Thursday, December 5, 2013

Language Parents for Second Language Acquisition

Language Parents for Second Language Acquisition

Stephen Krashen

International Journal of Foreign Language Teaching, 7(3): 2 (2012)

Lonsdale (2006) presents an interesting discussion of an aspect of second language acquisition many of us are familiar with but has never, to my knowledge, been discussed in print, the concept of “language parents.”

A “language parent,” like an actual parent, is somebody who will engage you in conversation in the language you are acquiring but who will not try to be your teacher, will try to understand what you say “even though you are miles away from what a native speaker would usually be able to understand” (p. 178), is interested in you as a person, and “more often than not, the person will be quite talkative” (p. 179). In other words, a language parent is someone who will give you comprehensible input.

Theory predicts that language parents are extremely helpful: They provide comprehensible input that may be hard to find elsewhere, and well as “encouragement and support and understanding” (179).

We might also expect that language parents who are the most helpful for less advanced acquirers are those who only discuss a few topics of mutual interest, that is, who provide “narrow input” (Krashen, 1996, 2004; Cho, Ahn and Krashen, 2005), while more advanced acquirers (or those who are more tolerant of incomprehensible input) will profit from “parents” who like to talk about a wide range of topics.

My “parent” in Vienna in 1961-1962 (my landlady, the wonderful Frau Novak) told the same stories again and again, but they were great stories and I understand more each time I heard them, a familiar occurrence with narrow listening (Rodrigo and Krashen, 1996; Dupuy, 1999). Lonsdale and his “parent” in China, in contrast, “spent many hours talking to each other about every possible subject one could imagine” (p. 179).
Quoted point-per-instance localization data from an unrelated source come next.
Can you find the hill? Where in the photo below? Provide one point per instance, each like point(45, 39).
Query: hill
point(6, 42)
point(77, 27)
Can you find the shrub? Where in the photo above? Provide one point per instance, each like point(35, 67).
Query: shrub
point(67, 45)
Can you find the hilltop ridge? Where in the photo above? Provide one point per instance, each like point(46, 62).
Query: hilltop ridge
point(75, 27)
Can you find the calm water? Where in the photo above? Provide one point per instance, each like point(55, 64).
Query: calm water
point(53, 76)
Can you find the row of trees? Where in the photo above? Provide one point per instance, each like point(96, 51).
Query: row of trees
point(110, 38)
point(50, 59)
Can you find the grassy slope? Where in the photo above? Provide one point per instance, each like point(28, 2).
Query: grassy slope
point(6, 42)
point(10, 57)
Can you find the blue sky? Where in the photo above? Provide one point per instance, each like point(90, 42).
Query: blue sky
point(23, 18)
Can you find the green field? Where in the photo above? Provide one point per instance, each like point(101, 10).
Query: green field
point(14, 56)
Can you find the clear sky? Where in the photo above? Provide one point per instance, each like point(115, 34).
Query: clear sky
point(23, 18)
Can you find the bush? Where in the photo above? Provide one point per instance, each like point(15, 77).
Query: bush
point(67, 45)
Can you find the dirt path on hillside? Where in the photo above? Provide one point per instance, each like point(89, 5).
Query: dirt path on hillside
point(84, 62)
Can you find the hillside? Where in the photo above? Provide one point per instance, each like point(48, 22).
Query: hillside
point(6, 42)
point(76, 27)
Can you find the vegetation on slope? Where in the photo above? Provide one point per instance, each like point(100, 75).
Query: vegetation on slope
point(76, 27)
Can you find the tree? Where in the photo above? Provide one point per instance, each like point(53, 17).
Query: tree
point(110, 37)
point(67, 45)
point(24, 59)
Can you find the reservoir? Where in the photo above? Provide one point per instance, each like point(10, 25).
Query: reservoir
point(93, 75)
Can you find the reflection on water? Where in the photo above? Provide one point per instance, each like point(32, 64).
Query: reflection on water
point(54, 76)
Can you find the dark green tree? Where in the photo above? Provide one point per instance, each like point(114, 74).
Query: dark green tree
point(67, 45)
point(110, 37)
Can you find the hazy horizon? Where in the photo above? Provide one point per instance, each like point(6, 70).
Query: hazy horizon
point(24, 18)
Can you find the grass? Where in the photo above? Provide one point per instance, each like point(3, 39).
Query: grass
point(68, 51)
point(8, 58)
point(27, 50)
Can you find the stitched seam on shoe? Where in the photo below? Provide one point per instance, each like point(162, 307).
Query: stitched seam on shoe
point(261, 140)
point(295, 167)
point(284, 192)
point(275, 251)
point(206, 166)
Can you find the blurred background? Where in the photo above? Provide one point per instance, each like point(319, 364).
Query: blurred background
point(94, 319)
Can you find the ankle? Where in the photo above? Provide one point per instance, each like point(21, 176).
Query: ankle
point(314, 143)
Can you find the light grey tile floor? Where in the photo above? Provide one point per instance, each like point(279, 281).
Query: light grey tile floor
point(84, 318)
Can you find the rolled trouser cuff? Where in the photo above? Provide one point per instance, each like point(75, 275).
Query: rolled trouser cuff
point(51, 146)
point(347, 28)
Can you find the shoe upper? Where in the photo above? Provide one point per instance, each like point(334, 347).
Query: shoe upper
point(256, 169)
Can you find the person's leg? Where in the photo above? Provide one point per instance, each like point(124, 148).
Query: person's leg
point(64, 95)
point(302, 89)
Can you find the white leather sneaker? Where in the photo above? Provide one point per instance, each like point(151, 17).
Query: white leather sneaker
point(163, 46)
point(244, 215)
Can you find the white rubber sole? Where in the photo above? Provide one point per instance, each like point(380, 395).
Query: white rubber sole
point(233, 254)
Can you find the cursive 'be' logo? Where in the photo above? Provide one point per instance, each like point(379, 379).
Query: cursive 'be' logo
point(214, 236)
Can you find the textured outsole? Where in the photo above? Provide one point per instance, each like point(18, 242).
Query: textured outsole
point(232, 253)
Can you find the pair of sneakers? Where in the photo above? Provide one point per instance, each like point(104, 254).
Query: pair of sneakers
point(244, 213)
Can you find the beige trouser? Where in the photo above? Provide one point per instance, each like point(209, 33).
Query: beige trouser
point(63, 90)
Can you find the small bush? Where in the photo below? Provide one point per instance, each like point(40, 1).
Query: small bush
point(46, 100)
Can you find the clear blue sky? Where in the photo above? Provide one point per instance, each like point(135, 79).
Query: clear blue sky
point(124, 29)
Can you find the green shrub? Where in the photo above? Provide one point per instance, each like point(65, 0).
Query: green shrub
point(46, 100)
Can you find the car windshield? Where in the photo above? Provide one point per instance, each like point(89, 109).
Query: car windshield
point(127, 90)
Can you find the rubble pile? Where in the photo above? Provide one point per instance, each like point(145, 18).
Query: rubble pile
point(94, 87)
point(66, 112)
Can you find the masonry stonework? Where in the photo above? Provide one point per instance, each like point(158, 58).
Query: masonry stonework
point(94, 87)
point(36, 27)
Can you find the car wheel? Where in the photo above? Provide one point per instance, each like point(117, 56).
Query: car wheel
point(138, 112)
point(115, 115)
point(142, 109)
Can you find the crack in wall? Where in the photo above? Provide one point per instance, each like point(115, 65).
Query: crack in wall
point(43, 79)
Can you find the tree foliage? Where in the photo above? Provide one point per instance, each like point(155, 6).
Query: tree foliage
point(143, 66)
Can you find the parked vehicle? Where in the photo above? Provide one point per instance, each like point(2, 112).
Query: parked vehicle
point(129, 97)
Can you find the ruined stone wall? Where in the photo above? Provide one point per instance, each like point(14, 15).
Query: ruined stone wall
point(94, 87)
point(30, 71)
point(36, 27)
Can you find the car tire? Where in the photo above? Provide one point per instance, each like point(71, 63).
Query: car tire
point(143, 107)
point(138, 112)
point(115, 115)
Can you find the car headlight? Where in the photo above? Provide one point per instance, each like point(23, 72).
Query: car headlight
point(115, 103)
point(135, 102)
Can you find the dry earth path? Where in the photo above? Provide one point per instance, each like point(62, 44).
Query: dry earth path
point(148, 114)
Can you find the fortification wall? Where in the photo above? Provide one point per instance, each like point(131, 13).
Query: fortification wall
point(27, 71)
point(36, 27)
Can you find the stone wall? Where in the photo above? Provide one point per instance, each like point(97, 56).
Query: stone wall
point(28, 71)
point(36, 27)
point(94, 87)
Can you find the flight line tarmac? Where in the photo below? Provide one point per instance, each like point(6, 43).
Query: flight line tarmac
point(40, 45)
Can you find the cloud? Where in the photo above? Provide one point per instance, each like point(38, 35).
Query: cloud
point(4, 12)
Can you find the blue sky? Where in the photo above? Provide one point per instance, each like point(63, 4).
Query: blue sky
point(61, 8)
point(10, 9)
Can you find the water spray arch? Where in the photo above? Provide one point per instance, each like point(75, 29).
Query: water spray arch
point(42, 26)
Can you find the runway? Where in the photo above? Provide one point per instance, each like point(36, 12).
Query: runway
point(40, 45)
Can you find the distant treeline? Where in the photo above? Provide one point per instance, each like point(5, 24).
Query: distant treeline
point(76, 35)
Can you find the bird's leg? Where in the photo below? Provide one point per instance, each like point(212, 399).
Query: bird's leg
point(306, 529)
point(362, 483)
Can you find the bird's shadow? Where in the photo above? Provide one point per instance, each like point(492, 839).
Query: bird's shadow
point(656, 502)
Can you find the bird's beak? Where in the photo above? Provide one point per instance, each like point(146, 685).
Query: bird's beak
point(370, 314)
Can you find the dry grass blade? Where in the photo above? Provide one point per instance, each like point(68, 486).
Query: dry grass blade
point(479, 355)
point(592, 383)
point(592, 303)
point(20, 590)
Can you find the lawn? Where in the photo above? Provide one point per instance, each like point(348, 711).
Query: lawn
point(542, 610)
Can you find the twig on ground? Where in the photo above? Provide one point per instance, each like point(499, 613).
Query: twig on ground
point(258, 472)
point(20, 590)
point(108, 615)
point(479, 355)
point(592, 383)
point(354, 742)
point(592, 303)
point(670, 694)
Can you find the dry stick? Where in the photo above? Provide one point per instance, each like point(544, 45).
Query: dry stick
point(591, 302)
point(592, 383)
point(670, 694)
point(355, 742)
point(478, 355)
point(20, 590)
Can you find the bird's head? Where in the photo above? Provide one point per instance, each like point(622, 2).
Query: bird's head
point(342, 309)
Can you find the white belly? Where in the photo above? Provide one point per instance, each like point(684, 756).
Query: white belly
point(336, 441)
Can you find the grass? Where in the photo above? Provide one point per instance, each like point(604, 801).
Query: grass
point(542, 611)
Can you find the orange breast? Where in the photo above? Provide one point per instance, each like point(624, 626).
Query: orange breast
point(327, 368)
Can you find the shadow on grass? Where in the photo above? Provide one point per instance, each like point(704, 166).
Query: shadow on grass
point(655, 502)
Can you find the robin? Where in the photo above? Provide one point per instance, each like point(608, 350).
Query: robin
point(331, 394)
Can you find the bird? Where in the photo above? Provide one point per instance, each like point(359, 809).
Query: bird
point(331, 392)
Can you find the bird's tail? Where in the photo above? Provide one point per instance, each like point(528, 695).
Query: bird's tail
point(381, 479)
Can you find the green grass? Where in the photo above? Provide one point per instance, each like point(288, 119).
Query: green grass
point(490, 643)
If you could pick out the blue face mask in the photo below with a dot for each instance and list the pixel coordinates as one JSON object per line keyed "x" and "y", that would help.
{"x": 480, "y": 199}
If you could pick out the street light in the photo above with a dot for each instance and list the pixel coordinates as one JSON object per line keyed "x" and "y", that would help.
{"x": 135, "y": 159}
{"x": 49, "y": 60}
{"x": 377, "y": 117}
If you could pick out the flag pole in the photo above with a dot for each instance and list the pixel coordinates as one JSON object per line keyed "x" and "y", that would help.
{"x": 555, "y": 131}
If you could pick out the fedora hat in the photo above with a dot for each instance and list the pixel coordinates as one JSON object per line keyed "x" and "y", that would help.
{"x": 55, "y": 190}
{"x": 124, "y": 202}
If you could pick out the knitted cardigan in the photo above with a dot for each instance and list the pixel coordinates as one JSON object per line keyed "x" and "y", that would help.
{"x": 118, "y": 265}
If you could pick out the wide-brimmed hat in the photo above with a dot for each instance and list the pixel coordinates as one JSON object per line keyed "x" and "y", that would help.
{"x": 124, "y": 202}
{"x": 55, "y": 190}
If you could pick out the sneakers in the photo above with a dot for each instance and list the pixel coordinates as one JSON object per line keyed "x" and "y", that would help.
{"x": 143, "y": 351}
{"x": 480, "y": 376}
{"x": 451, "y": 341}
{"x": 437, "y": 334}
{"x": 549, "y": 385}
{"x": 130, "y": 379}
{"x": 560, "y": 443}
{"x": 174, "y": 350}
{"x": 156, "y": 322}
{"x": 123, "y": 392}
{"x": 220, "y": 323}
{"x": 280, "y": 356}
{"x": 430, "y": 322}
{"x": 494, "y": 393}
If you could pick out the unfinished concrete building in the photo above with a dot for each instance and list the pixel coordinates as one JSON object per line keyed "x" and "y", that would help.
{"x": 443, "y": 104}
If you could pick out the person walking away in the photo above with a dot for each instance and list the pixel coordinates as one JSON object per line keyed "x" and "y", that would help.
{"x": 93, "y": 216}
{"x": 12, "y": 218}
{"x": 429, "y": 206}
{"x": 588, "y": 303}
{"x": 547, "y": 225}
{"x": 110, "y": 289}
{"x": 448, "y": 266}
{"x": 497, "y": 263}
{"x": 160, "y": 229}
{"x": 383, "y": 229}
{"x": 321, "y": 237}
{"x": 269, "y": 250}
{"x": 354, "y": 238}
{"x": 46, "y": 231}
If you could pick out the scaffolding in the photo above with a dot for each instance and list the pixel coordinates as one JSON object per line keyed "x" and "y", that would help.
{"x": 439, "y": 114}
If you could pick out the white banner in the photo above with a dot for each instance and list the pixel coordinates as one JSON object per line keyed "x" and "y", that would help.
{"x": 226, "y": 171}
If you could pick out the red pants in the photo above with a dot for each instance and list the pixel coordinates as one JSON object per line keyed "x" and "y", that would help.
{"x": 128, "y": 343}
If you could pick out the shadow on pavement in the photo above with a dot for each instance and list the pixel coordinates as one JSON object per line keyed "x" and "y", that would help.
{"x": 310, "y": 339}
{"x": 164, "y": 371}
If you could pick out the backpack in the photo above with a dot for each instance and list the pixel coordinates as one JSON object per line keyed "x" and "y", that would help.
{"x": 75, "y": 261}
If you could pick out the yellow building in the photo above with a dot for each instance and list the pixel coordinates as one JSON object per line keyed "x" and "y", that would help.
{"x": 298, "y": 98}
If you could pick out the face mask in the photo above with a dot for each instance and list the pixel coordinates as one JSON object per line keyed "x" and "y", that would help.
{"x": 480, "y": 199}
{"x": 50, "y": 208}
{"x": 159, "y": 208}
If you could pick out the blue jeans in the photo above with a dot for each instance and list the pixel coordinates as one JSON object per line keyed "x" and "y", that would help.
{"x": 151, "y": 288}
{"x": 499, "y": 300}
A reasonable conjecture is that one person, one solid language parent, can supply the bridge that helps low level acquirers acquire enough competence to be able to interact with many native speakers.


Cho, KS., Ahn, KO, and Krashen, S. 2005. The effects of narrow reading of authentic texts on interest and reading ability in English as a foreign language. Reading Improvement 42,1: 58-63. 
Dupuy, B. C. 1999. Narrow listening: an alternative way to develop and enhance listening comprehension in students of French as a foreign language. System, 27, 351-361.

Krashen, S. 1996. The case for narrow listening. System 24: 97-100.

Krashen, S. 2004. The case for narrow reading. Language Magazine 3(5): 16-20.

Londsale, C. 2006. The Third Ear: You Can Learn Any Language. Hong Kong: Third Ear Books. 
Rodrigo, V. and Krashen, S. 1996. La audicion enfocada en el aula y fuera de ella. GRETA 4(2): 71- 75.


  1. Excellent article, real food for thought!

  2. Wow!! This is encouraging for me as a teacher. Currently, I am tutoring an adult woman whose L1 is Arabic. In addition to some traditional 'academic' teaching, we have become friends and talk about a wide variety of topics. We laugh a lot. She teaches me things about her culture as well as me teaching her about American culture. When she returns to her homeland in 2015, she hopes to have acquired enough English to pursue her master's degree at an English speaking university. I'm glad to see that we are on the right track!